Singapore is often referred to as the garden city. In spite of its small size (276.5 mi² or 716.1 km²), and dense population (5.4m) the nation has worked hard to maintain green areas in and around the city state. From the mangroves that bound the island to the beautifully maintained parks and gardens, wildlife can be found everywhere in Singapore.
My first experience with the Buffy Fish owl, or Malay Fish owl, was whilst on a wildlife tour of the Sabah region of Borneo. Staying in a jungle lodge, I took a night trip on the Kinabatangan River on a small boat. The guide used a spotlight to find wildlife in the trees along the river bank, which gave us an opportunity to get close to roosting kingfishers, reptiles and other tree dwelling creatures. The spotlight hit the bright yellow eyes of a Buffy Fish owl. It was a tremendous sight, and not one that I thought would be repeated outside of the jungle environment.
Back in Singapore, I had just started using a digital SLR and wanted to practice taking some sunset images after work. I drove to the Lower Peirce Reservoir, and with a couple of hour to go before sunset, I set off for a short walk through tropical vegetation on the purpose-built boardwalk.
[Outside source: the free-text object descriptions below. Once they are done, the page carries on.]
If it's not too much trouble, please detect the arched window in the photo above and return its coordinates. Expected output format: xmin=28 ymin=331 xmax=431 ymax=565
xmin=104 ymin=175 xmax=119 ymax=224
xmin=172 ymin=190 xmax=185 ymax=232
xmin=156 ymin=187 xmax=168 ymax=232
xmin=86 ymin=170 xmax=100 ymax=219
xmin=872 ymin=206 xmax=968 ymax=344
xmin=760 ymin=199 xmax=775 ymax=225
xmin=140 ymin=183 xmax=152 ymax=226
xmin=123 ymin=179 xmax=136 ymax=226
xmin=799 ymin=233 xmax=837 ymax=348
As I passed an elderly gentleman, out for his rejuvenating power-walk, he saw my camera and said “if you are interested, there is an owl in a tree by the stream inlet. Maybe he will still be there.” I thanked the gentleman, assumed that it would be gone and carried on with my slow walk.
Five minutes later, under the umbrella of dense tree canopy and tropical vegetation, over a shallow inlet to the reservoir, I was pinned by a pair of stunning, bright yellow eyes.
My sunset photography practice immediately turned in to a practice session of the type of photography that I found, and still find hardest of all; hand-held wildlife shooting, under dense, dark tree cover. Here are some of the results of my efforts.
Owls can look aggressive or sometimes regal and wise. The Buffy Fish owl, by contrast, has a comical and friendly appearance, given to it by the ear tufts that are on the side of the head, rather than the top. Growing up to 48cm (18”) the Buffy Fish owl is a medium to large bird, and certainly the largest owl that I had seen in the wild.
This owl was confident and relaxed, making no attempt to fly away. The eyes were bright yellow and piercing, the beak prominent, the tail short.
Once Buffy had become accustomed to my presence, it relaxed enough to do a little housekeeping, cleaning and preening the rich brown, mottled feathers.
Something caught the owl’s eye. A focused stare, followed by the familiar moving of the head from side to side and up and down, as the owl locked whatever it was that caught its attention, firmly in to its sights.
A swoop to the water’s edge and the owl dragged a fish out of the shallow water and on to the bank, pinning it under its powerful talons, while tearing in to its supper. The Buffy Fish owl has long legs and a short tail, which help it to hunt water dwelling prey without getting its feathers wet.
Supper finished and this was just the start of the evening for Buffy. With one flap, the owl sprung up on to a low branch, stretched its wings and glided, low over the channel of water and across the reservoir to begin a hot, humid night of hunting for fish, frogs, reptiles and large insects.